Posted on January 07, 2017 by Alison M. Palizzolo

Hood Quarterly, winter 2017

Digitization and Cataloguing

During this period of renovation and expansion, Hood staff members are working on some fundamental tasks related to the collection, one of which is its digitization. Put simply, more images of the collection online allow greater access to the museum’s greatest resource—the works of art and material culture it holds in trust. Recently, for example, the museum completed a project funded by a grant from the Institute of Museum and Library Services to digitize about 4,000 objects in its Native American collection.

Building on this initiative, we have begun to capture images of the African collection, with the goal of digitizing the entire holdings in this area by next spring. As of late October 2016, we had taken 1,256 images of 630 objects. In addition, we set up a station for digitizing the print collection, the start of an effort to photograph all of the Hood’s works on paper, one of the richest and broadest areas of the collection. Jeffrey Nintzel, who has worked at Dartmouth and the Hood as a contract photographer since the mid-1970s, is capturing the African works, and a Hood staff team is working with a copy stand on the two-dimensional works with the goal of getting 7,000 works on paper completed by the end of spring term. As of late October 2016, they had already captured 3,525 works. This team effort involves staff from a variety of museum areas, including the registrar’s office (Kathleen O’Malley, Cynthia Gilliland, Rebecca Fawcett), the exhibitions preparations department (John Reynolds, Matt Zayatz, and Sue Achenbach), the external relations area (Katharine Staelin, Alison Palizzolo), and the visitor services/ security area (Christopher Warren).

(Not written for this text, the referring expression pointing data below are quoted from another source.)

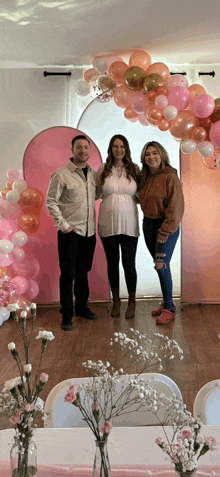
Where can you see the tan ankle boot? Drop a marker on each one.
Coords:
(116, 304)
(130, 312)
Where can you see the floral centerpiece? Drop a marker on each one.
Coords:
(187, 444)
(112, 392)
(20, 397)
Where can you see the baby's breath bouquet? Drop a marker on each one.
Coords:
(112, 391)
(20, 396)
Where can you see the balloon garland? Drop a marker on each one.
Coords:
(149, 94)
(20, 207)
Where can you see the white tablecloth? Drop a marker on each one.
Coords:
(135, 445)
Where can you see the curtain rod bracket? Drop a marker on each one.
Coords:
(47, 73)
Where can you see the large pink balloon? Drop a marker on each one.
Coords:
(203, 105)
(21, 283)
(214, 134)
(33, 289)
(10, 211)
(7, 229)
(180, 97)
(28, 268)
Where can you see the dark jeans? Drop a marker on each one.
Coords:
(75, 260)
(150, 229)
(128, 250)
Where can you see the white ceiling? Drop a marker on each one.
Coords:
(73, 32)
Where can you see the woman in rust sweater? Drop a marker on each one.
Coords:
(162, 202)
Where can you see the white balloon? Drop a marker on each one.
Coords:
(13, 196)
(19, 239)
(18, 253)
(100, 65)
(4, 313)
(206, 148)
(170, 112)
(19, 185)
(82, 88)
(6, 246)
(188, 146)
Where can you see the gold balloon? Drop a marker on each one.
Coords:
(134, 78)
(153, 81)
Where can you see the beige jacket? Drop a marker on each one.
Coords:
(71, 199)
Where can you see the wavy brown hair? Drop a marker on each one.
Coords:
(131, 169)
(165, 161)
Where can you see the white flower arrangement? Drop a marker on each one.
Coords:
(20, 397)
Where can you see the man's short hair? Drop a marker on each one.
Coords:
(80, 136)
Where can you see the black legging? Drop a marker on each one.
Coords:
(128, 249)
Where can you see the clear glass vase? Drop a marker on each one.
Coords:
(101, 467)
(187, 473)
(23, 458)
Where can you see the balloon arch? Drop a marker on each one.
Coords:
(149, 94)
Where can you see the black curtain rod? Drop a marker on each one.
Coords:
(211, 73)
(47, 73)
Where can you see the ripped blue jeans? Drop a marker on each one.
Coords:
(150, 229)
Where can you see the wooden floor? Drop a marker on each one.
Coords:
(195, 328)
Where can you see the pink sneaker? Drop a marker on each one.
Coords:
(165, 317)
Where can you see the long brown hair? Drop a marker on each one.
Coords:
(165, 161)
(130, 167)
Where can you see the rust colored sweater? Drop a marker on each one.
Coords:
(162, 198)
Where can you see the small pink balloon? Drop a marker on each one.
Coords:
(142, 120)
(33, 289)
(13, 174)
(6, 259)
(214, 134)
(139, 102)
(18, 254)
(180, 97)
(10, 211)
(7, 228)
(20, 282)
(161, 101)
(177, 80)
(28, 268)
(203, 105)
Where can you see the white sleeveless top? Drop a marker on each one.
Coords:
(118, 210)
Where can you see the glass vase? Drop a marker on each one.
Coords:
(23, 458)
(101, 467)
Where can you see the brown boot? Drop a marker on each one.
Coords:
(130, 312)
(116, 304)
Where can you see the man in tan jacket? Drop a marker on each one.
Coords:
(71, 203)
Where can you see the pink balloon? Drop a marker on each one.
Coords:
(214, 134)
(177, 80)
(6, 259)
(28, 268)
(18, 253)
(180, 97)
(161, 101)
(13, 174)
(10, 211)
(20, 282)
(203, 105)
(143, 120)
(7, 228)
(33, 289)
(139, 102)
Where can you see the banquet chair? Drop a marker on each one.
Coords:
(62, 414)
(206, 406)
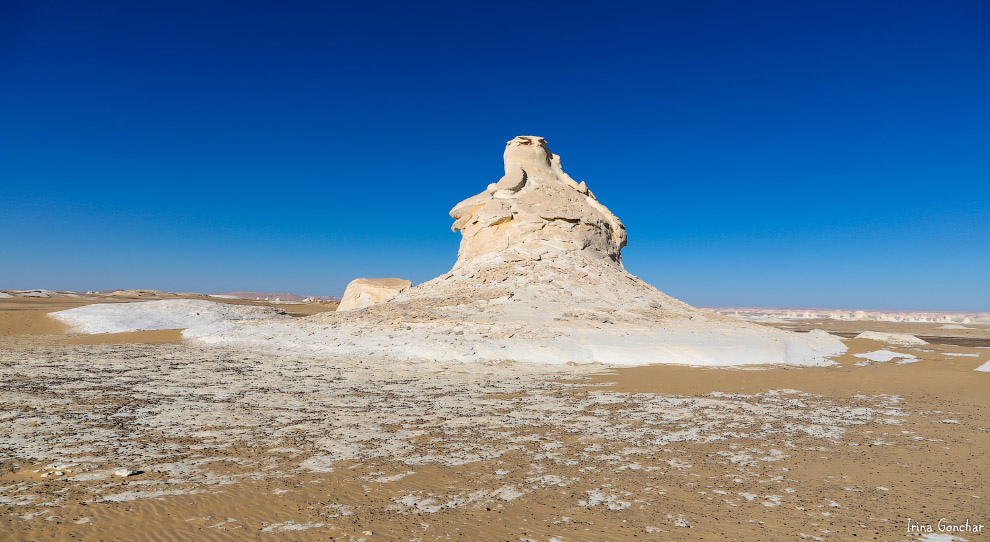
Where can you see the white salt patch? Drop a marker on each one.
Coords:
(165, 314)
(597, 497)
(290, 526)
(893, 338)
(941, 537)
(883, 355)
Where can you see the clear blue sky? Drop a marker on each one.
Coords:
(820, 154)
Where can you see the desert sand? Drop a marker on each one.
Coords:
(535, 392)
(237, 445)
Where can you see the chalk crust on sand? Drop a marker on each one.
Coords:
(155, 315)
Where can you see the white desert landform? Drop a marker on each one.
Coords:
(536, 392)
(538, 278)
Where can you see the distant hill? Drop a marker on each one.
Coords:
(269, 296)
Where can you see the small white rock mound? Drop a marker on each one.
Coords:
(361, 293)
(153, 315)
(538, 278)
(892, 338)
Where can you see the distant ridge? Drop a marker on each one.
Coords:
(269, 296)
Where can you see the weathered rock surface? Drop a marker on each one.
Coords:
(361, 293)
(535, 209)
(538, 278)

Digital images are vital parts of the process of teaching with and exhibiting works of art, but the work does not stop there. The museum has also hired Jillian Kruse as a curatorial assistant for two years to help with another important aspect of providing access to the collection: thorough and accurate cataloguing. Jillian has recently worked both at the Museum of Fine Arts, Boston, and the National Gallery of Ireland in Dublin. A crucial part of her review of the cataloguing of each Hood print is the addition of keywords to the subject field. Whether one seeks a print on air warfare during World War I by the American artist John Taylor Arms (aviation/war) or a mythological etching by early German printmaker Henrich Aldegrever about Hercules and Atlas (mythology/trickery), keywords are hugely helpful to any search of the collection according to ideas or topics of broad interest.

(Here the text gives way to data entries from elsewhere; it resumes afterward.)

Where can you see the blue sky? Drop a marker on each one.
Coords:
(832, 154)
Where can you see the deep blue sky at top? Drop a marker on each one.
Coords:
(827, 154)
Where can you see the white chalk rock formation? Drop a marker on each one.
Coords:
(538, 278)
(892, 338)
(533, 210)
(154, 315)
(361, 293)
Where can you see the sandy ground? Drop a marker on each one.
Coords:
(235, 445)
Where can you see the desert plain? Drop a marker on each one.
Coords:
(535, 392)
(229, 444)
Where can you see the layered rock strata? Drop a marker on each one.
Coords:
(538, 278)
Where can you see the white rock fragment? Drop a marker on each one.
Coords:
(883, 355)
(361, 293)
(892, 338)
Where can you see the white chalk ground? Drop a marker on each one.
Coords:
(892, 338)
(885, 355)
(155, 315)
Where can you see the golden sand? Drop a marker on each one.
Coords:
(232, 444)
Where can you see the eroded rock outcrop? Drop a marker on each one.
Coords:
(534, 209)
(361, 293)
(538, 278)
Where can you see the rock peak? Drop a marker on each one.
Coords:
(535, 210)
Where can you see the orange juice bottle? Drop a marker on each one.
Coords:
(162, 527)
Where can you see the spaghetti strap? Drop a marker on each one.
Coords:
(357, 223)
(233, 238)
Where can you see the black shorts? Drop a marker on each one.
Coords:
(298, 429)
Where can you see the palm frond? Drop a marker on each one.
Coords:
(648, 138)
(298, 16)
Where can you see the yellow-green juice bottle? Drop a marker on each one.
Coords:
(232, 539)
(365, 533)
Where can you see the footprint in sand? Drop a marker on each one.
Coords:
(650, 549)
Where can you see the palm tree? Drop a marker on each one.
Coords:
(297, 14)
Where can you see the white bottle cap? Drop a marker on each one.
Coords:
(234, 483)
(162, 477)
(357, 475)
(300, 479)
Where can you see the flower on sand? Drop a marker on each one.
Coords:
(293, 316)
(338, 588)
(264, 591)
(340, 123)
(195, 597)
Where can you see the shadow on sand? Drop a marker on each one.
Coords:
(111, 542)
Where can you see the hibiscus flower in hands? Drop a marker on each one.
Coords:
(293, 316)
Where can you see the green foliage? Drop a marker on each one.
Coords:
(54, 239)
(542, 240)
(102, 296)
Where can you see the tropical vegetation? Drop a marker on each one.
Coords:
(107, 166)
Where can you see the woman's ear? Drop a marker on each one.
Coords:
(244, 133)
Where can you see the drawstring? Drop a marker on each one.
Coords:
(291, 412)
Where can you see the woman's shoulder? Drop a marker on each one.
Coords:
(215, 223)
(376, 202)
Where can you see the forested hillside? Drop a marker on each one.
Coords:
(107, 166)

These activities will increase the ability of Dartmouth students and faculty to access the Hood collections for the purposes of teaching and learning, making their eventual use of the study rooms in the new Hood’s Center for Object-Based Inquiry that much richer. It will also open up the incredible resource that is the Hood’s collection to the public. This initiative has been made possible by a generous gift from Claire Foerster and Dan Bernstein, Dartmouth Class of 1987.